Note that this is a pretty simplified example. In macro models you typically have various actors and feedback effects between consumers, producers, the central bank etc. If you let 10 people conduct the upper steps for such models you will usually get 10 different interpretations. To overcome this, you may introduce some form of heterogeneity in the model, try to get a slightly more realistic expression of competition and so on. You will nevertheless end up with mathematical expressions that do not correspond to what you actually want to say about people´s behavior and their respective interactions. In other fields, the difference between the formal model and the model you have in mind may be small, in macro, the gap is usually rather pronounced.

What does that imply now for the future of macroeconomics? I assume here that one is willing to follow some form of McCloskey´s view of economists as “persuaders”, i.e. we are interested in changing the fuzzy “models” in our brain or in other peoples´ brainswhile the formal ones are only tools for achieving this. It follows:

i) Explicit microfoundations may help to address the Lucas-critique, but they cannot make it immune since other people may simply not interpret the parameters of the formal microfoundations as structural. More importantly, a model that is not explicitly microfounded may be reasonably interpreted by people to be robust by adding an informal story. Both proceedings end up with an informal judgement. Explicit microfoundations are therefore neither necessary nor sufficient to address the Lucas-critique and by using them we do not overcome the final step of informal, fuzzy, subjective judgements.

ii) Since the formal model on paper and the fuzzy model in our brain are distinct, the internal consistency of the formal structure is neither necessary nor sufficient for the consistency of the underlying thought.

iii) Mathematical models are not an intrinsically precise way of communicating economic ideas. Ordinary speech may promote clarity since it describes the fuzzy models in our brains directly rather than approximating them with the often pretty rough formal elements available.

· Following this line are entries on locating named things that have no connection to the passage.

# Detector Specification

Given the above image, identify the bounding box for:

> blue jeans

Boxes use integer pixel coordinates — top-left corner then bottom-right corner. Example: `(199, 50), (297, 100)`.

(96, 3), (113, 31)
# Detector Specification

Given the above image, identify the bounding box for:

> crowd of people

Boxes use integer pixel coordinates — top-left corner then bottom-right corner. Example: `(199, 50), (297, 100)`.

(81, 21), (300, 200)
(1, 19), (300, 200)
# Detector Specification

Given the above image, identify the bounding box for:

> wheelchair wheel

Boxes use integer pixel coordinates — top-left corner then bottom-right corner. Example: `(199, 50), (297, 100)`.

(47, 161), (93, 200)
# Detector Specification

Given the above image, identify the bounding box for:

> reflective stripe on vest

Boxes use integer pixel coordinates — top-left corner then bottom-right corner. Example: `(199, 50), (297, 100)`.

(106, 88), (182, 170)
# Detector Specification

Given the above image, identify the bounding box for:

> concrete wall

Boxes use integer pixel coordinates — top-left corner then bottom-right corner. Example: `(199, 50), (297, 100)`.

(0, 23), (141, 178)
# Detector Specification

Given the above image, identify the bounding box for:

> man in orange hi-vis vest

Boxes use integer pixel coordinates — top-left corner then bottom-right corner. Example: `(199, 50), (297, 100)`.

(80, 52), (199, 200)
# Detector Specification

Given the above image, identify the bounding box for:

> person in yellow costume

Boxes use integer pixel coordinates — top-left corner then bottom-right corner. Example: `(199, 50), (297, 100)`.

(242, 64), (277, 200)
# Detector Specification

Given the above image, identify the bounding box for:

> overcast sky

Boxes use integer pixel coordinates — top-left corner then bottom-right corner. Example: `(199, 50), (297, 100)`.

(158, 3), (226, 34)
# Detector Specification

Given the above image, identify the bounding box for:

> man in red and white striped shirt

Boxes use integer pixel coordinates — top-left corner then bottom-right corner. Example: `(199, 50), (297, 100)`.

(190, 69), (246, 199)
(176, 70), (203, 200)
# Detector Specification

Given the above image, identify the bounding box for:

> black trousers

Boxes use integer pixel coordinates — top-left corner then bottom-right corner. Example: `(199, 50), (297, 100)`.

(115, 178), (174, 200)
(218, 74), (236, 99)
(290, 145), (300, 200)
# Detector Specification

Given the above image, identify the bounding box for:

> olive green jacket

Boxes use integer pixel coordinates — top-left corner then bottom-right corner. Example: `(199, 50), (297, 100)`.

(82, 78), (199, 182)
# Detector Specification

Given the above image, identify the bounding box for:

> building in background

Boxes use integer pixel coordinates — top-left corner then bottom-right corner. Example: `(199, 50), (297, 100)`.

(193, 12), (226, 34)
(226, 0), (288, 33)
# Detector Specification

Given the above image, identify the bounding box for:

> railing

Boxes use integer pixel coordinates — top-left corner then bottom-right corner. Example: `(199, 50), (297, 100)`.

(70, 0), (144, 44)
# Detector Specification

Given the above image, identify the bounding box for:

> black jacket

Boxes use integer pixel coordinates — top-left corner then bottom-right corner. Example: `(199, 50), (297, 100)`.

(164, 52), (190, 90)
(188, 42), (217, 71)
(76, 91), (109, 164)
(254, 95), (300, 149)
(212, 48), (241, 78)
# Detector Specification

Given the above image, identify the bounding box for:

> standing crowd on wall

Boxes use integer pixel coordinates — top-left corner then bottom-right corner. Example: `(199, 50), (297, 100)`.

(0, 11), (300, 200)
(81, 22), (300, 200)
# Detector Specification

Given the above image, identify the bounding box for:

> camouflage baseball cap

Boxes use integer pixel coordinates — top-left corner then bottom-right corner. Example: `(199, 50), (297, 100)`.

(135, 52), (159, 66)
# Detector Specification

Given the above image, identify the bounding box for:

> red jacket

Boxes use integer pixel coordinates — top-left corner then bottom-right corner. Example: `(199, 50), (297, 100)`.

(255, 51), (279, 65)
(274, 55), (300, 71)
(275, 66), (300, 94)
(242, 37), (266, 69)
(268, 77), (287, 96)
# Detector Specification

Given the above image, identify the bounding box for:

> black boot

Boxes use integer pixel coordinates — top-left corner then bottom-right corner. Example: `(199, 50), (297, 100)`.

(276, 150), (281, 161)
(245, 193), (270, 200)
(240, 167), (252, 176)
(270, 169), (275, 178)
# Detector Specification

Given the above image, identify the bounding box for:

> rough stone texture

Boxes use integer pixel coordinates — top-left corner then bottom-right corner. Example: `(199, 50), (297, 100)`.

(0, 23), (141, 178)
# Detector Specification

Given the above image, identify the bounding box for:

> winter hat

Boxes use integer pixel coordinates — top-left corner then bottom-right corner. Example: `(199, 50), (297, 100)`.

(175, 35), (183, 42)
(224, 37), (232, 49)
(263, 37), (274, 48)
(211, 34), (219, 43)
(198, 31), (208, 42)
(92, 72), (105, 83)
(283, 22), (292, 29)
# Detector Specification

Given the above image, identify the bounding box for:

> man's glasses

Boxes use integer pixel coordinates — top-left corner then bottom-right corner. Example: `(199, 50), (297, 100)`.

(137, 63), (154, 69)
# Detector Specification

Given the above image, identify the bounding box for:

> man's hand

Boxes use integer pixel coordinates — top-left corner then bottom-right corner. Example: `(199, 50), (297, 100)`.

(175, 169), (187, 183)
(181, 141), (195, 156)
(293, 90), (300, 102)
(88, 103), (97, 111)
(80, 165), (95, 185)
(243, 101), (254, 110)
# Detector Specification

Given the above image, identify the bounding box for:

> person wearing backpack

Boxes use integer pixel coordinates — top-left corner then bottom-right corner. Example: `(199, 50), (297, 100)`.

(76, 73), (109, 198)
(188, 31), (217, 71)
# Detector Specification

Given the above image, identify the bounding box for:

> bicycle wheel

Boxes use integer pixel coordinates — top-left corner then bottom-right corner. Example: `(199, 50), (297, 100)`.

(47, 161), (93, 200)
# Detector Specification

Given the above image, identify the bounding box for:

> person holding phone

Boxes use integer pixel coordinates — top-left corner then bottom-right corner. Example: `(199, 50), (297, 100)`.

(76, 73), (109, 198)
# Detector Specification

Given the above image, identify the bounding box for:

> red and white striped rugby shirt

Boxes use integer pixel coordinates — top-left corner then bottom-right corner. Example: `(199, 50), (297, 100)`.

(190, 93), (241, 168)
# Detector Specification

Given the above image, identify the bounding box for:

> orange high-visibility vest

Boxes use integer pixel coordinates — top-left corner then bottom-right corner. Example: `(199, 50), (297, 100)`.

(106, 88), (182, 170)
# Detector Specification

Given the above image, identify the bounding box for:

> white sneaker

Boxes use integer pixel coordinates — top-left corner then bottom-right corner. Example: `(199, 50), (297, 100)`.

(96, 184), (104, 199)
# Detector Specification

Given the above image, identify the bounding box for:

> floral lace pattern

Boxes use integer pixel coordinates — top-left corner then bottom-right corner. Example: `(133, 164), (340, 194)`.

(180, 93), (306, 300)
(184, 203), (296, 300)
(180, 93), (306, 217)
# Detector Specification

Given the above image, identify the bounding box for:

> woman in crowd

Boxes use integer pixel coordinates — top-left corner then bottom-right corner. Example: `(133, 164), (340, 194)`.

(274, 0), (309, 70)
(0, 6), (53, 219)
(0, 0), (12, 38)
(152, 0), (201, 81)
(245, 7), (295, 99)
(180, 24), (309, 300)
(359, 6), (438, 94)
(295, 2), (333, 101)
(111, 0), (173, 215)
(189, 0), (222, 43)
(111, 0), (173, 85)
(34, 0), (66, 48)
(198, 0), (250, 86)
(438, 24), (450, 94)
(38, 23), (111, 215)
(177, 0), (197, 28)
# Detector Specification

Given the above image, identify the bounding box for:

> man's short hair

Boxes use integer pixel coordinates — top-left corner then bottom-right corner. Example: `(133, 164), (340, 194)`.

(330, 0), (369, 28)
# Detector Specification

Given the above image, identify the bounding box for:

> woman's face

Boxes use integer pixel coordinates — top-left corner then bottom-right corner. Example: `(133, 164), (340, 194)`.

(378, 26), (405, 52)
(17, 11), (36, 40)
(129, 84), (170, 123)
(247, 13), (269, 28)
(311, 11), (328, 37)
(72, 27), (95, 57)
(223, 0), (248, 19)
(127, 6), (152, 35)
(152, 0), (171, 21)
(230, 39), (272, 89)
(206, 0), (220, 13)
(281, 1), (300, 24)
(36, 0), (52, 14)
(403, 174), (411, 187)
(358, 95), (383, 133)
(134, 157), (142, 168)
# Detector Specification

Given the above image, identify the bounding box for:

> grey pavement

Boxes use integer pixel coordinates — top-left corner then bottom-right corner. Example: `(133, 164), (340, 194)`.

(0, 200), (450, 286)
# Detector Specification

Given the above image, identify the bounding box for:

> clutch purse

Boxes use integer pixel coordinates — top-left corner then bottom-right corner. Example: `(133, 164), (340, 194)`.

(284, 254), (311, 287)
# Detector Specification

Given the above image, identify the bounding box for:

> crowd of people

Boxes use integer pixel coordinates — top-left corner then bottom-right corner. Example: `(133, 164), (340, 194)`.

With all this, I neither want to say that we should completely depart from explicit microfoundations nor that we should abandon mathematical representations. I think both are powerful tools for bringing macroeconomics forward. There is just no reason to apply them dogmatically without thinking about whether doing so makes sense for the purpose at hand and it is certainly unjustified to impose this standard on others when judging their contributions, at least if one´s arguments in favor of this standard are based on I)-III). Finally, given that the gap between the formal and the fuzzy model is often pretty sizeable, we cannot stick to simply throwing models at each other. They can be great tools for thinking but in the end, somebody will have to give the actual argument about the source of e.g. the recent financial crisis. This necessitates using and describing the relevant parts of his/her fuzzy model that would have optimally advanced using the formal ones. And: Doing so requires fuzzy, ordinary language, not math!